Der Studierende Lukas Jaedicke beschreibt die Sache aus Sicht der Student:innen mit klaren Worten. "Es ist nach wie vor alles offen." Mit dem neuen Entwurf ist er nicht glücklich. "Herausgekommen ist ein Misch Masch-Packet. Die Kirche stellt es nun so dar, dass mit der ausgearbeiteten Option alles möglich sei." Daran glaubt Jaedicke nicht. So sollen die Sprachlehrgänge im Grundstudium gestrichen werden. "Dann gäbe es aber keine Möglichkeit mehr für Studienanfänger:innen und ein großer Vorteil der KiHo wäre weg." Das hätte auch zur Folge, dass der Masterstudiengang nicht mehr funktioniere, weil der Grundstudiengang fehlte. "Das System würde auf Dauer zusammenbrechen."

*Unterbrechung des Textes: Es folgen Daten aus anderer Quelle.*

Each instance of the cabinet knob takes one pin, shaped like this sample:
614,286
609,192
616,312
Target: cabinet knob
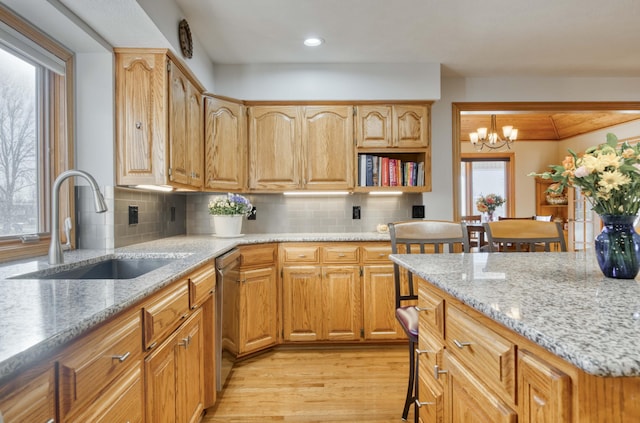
437,372
461,345
419,309
420,404
121,357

Einig sind sich alle Beteiligten bei einem Punkt

Dass das Nutzen personeller Synergien ein sinnvoller Sparplan ist, auch daran glaubt Jaedicke nicht. "Hört sich super an. Aber wenn wir einen Professor nehmen, der zu hundert Prozent lehrt, dann hat der keine Zeit zum Praxisdienst. Jeder weiß, wie viel Pfarrer:innen zu tun haben. Das funktioniert also auch anders herum nicht. Dass wir damit sparen können, ist ein Denkfehler. Das funktioniert nur mit mehr Personal." Die Studierenden suchen die Öffentlichkeit und appellieren in einem Offenen Brief an die Synodalen. "Unser Ziel ist es, ihnen klarzumachen, dass die neue Option Bildungscampus nicht die ist, die im Sinne der Studierenden ist. Denn so kann es nicht funktionieren. Es ist ein Tanz auf Messers Schneide." Sollte sich die Synode für die vierte Option entscheiden, dann sieht es Jaedicke pragmatisch: "Die KiHo würde erst einmal nicht schließen müssen, das wäre das einzig Gute." Außerdem gelte: Wenn sie runtergefahren werde, könne sie auch wieder hochgefahren werden. Und das Promotions- und Habilitationsrecht blieben erhalten.

Einig sind sich alle Beteiligten bei einem Punkt: Die Hochschule ist wertvoll in der deutschen Bildungslandschaft. "Die Kirchliche Hochschule in Wuppertal hat eine große, bedeutende Tradition und es braucht eine Klärung im Blick auf ihre Perspektiven" sagt Latzel. Die wird es nun auf der Sondersynode geben. Seitens des Kollegiums wünscht man den Synodalen verhalten optimistisch: "Für den Beratungs- und Entscheidungsprozess über die Zukunft der Kirchlichen Hochschule wünschen wir Ihnen Gottes Segen."